An amendment to the Maine constitution that would affirm and protect our right to a clean and healthy environment is under discussion in the Legislature. Briefly, LD 489, the Pine Tree Amendment, would help assure longer-term thinking by initiating a process to amend the Maine constitution to provide that the state ”shall conserve” our natural resources including air, water, land and ecosystems “for the benefit of all people,” including future generations. If passed by the Legislature, the amendment would be up for a general election referendum vote in the fall of 2022. As might be imagined, opposition is developing to what would seem fairly straightforward.

 

While I grew up on a farm here in Starks, where my family has been for close to 250 years, I worked for a number of years in underground coal mines and later as a mining engineer primarily in Appalachian coal country. I’ve seen the multi-decade, multi-generational economic devastation from misguided, short-sighted regulatory practices — acid mine drainage, mountains torn apart, water resources devastated, economic prospects diminished, health compromised. We’ve seen much the same here in Maine with toxic waste issues, including from past efforts at mining, and now, of course, the intractable problem of PFAS contamination of our soil, water and wildlife.

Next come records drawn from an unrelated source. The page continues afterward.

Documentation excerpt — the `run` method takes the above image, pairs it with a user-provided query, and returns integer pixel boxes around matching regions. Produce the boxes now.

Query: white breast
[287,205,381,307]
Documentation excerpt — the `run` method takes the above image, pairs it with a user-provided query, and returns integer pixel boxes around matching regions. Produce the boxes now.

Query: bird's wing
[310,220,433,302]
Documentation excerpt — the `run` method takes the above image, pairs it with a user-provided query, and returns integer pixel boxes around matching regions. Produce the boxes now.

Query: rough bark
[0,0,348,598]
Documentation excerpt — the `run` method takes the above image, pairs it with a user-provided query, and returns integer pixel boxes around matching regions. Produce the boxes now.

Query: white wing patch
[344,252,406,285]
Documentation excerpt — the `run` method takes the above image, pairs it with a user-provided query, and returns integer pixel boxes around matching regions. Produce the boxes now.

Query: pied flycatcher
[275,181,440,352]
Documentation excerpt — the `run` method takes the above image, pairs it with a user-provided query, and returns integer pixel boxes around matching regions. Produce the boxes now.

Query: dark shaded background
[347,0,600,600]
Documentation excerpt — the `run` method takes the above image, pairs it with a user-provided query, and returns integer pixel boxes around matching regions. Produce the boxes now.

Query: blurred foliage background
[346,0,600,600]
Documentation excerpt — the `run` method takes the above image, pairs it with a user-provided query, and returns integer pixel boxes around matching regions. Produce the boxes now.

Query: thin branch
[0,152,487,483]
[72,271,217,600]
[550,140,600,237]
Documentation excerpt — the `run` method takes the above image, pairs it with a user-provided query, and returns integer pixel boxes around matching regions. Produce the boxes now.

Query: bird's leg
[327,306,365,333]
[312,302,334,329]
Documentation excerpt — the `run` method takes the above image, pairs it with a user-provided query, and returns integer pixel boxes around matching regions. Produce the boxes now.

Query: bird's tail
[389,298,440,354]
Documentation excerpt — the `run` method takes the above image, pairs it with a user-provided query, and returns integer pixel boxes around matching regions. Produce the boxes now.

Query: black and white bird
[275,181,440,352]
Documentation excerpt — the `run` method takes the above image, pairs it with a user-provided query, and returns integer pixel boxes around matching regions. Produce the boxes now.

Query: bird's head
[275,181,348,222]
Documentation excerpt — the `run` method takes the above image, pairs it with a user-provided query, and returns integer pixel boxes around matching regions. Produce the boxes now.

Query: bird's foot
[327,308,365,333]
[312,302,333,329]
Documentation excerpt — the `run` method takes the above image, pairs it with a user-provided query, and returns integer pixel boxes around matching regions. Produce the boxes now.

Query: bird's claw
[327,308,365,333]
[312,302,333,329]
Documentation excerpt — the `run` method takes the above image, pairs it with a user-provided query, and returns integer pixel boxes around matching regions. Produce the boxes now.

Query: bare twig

My wife and I were approached about spreading sludge on our farm land — all approved by regulators. And believe me, as farmers, free nutrients were a very inviting prospect. Fortunately we didn’t. But now, nationwide, we’re facing a long term price tag in the billions of dollars as we discover the ubiquity of PFAS toxins throughout our lives.

Having kicked around for 70 years, I’ve started seeing further down the road. As an attorney and an engineer here in Maine, as a past member and chair of the Board of Environmental Protection, I’ve observed the results of past poorly visioned projects from a number of different perspectives. This poverty of vision usually arises out of a lack of long-term thinking. It arises out of a narrow focus on short-term economics.  

The Pine Tree Amendment would help assure longer-term thinking. It would assure the burden of proof of acceptability of a project started and remained on the applicant, would assure the burden remained appropriately significant, and would help blunt the political pressure that occasionally thwarts effective decision making.    

I’m aware of concerns over the amendment becoming a source of litigation. But as an attorney, I wonder whether opponents aren’t confusing or conflating real fact finding and discussion about the merits of a project and calling it litigation. As we often determine afterwards, the fact a project would have been made subject to greater scrutiny would have been a good thing.